Hey, all. So, I am somewhat agree.
I realize if you are not directly affected by the War in Gaza, this may seem extremely high risk and a little precious.
Hey, all. So, I am somewhat agree.
I realize if you are not directly affected by the War in Gaza, this may seem extremely high risk and a little precious.
But perhaps put yourself in the shoes of an Arab American who has asked for common-sense conditions to reduce some portion of the misery in Gaza and Lebanon and have been rebuffed time and again by a candidate who is ashamed of being supported by you.
And then being threatened that if you don't vote for the candidate anyway, more people will die, and you yourself will be in danger domestically.
Not, let's all fight this together, but, unless you comply, you are fucked, and we will not help you.
And finally, that you have some tiny sliver of power to possibly swing the election, but everyone is betting that you will not use it. That you must remain disempowered for everyone else's benefit.
Maybe you can imagine that this is not actually as easy a choice as everyone seems to suggest.
I think, anyway, that dividing up between battleground and safe states gives a permission structure for people in those battleground states to vote strategically for Harris. Knowing that others are going to send the signal in places where it is low risk makes it possible to vote for someone who you really don't like, in order to keep out someone you really, REALLY don't like.
There are two big problems with this strategy, however.
First, it's hard to know which states are safe. If enough people in near-swing states vote third party, that "safe" state becomes unsafe.
Second, which has been pointed out in the comments, it's actually hard to send a message in the voting booth.
I think if you're trying to send a message that an anti-war vote exists, voting for Trump or abstaining from voting does not show that signal.
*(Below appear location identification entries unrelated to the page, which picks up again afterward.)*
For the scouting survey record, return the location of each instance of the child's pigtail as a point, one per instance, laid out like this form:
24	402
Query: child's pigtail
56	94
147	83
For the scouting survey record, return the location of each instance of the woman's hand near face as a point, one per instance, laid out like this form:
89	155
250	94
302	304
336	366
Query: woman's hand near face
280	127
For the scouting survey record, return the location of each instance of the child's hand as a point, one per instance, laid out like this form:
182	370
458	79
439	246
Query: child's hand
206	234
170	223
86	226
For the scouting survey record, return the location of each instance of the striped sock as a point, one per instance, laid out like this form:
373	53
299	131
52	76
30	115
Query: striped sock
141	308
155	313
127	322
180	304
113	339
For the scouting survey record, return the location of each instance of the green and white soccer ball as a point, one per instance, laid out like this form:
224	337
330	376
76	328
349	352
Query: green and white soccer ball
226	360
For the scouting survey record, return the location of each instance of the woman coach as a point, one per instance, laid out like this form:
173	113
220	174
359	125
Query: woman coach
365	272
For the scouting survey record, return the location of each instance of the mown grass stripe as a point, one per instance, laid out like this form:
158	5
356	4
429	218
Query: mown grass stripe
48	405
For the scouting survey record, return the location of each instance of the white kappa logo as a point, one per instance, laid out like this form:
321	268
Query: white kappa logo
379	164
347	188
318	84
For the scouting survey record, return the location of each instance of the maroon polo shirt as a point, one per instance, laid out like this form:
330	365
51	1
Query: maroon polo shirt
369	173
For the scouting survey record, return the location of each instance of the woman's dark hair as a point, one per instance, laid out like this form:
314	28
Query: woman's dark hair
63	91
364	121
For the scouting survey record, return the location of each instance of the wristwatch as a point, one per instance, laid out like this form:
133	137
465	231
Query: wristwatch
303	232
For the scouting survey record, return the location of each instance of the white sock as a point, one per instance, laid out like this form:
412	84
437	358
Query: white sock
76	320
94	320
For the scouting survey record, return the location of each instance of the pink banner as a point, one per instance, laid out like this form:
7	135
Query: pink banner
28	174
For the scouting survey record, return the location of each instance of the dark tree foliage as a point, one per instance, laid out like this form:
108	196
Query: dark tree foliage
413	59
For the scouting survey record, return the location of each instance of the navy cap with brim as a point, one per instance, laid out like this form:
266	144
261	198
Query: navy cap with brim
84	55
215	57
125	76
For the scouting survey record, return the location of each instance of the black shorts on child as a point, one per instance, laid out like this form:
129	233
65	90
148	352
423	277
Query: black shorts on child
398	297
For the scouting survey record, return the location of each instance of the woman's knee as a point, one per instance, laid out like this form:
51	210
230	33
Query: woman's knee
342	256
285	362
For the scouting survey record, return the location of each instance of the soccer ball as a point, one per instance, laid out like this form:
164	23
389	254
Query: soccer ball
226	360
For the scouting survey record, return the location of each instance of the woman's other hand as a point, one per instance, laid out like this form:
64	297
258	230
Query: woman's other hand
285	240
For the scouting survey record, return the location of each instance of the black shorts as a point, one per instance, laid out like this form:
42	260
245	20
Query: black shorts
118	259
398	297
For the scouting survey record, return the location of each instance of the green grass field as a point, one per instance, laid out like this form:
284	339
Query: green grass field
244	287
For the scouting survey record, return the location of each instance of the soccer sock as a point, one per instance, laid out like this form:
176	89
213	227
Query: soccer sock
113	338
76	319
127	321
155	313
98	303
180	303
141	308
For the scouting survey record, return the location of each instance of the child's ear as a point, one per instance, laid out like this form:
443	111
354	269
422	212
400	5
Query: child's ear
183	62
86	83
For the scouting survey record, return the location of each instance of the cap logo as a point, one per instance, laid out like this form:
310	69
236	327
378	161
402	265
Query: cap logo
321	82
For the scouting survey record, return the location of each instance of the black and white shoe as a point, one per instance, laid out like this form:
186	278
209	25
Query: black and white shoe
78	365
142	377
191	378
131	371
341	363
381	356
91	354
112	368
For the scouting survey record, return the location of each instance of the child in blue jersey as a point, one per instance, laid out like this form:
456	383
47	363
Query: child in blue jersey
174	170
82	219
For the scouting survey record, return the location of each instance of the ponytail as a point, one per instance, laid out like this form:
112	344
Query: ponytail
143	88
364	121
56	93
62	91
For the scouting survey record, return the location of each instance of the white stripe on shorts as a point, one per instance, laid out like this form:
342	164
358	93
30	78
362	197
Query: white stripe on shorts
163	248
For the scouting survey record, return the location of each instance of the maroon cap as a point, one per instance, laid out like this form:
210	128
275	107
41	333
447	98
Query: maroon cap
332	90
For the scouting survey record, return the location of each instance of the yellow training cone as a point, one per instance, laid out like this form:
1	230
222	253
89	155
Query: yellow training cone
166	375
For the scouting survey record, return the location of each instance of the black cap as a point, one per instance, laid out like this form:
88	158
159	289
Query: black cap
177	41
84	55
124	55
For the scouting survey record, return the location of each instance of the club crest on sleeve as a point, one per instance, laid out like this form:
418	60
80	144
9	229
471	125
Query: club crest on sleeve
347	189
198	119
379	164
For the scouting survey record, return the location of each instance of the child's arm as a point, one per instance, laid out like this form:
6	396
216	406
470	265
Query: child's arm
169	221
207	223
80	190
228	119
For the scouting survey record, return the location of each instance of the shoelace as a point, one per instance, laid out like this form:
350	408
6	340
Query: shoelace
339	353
It gets lost in the noise of MAGA or apathy.
So it has to be for one of the anti-war third party candidates, like Jill Stein, Cornell West, or Claudia de la Cruz.
I think if some single-digit percentage of voters go for these candidates in California (say), it will give a little pause in post election analysis. Ah, the anti-war protest vote, they will say. There it is, 6% in California. And then they'll move on.
But maybe the signal isn't for the Democratic Party, or for analysts at MSNBC, or for strategists already thinking about the 2026 mid-terms.
Maybe it's a signal for other average Americans, and for people overseas, maybe in Europe and New Zealand, maybe in Namibia and South Africa, maybe in Gaza and Egypt and Lebanon and Israel.
That anti-war Americans exist, that we are still fighting, and that we haven't given up. And if you are against the war, we stand with you.
@Jonathanglick I think you're absolutely correct. Right now, we have the Democratic Party that refused to put a Palestinian American on the stage at the convention. They gambled that they can lose Arab Americans in Michigan and elsewhere and still win.
That said, it would have been hard in 2004 to predict that a vocal anti-Iraq-war candidate would win the presidency in 2008. Things change fast in American politics.
@evan In my opinion, that will only encourage more Putin/GOP-backed fake protest candidates in future cycles. The only path to a two-state solution is a Democratic Party that is unafraid of attacks from evangelical and Likud-supporting constituencies. (A very difficult task considering the necessary breadth of the Democratic coalition)
@fifilamoura welp, 40% of Arab Americans in Michigan say they're going to vote for Stein. It might be because they want to vote for a Putin apologist, but I think it's because of her position on the war.
@evan um, I don't think that's the message voting for Jill Stein sends at all. Nobody really sees her as antiwar, they see her as a Putin apologist.
@evan In US presidential elections, most states send strong majorities for one or the other of the two main parties. In such states voters who are dissatisfied with the Ds or the Rs should vote not against a candidate they dislike, but in favour of the candidate they most support, secure in the knowledge that their votes are highly unlikely to tip the race in an undesired direction.
I should also acknowledge here that this kind of difficult electoral math isn't exclusive to Arab Americans.
Supporters of Black Lives Matter have to consider whether Democrats are ever going to get serious about changing policing policies.
Supporters of the rights of immigrants have to wonder whether a Harris administration would pass punitive border policies like the bipartisan bill of 2024.
There are human lives at stake across the country.
Thanks everyone for your thoughts and feedback. I think it's a hard election for a lot of people.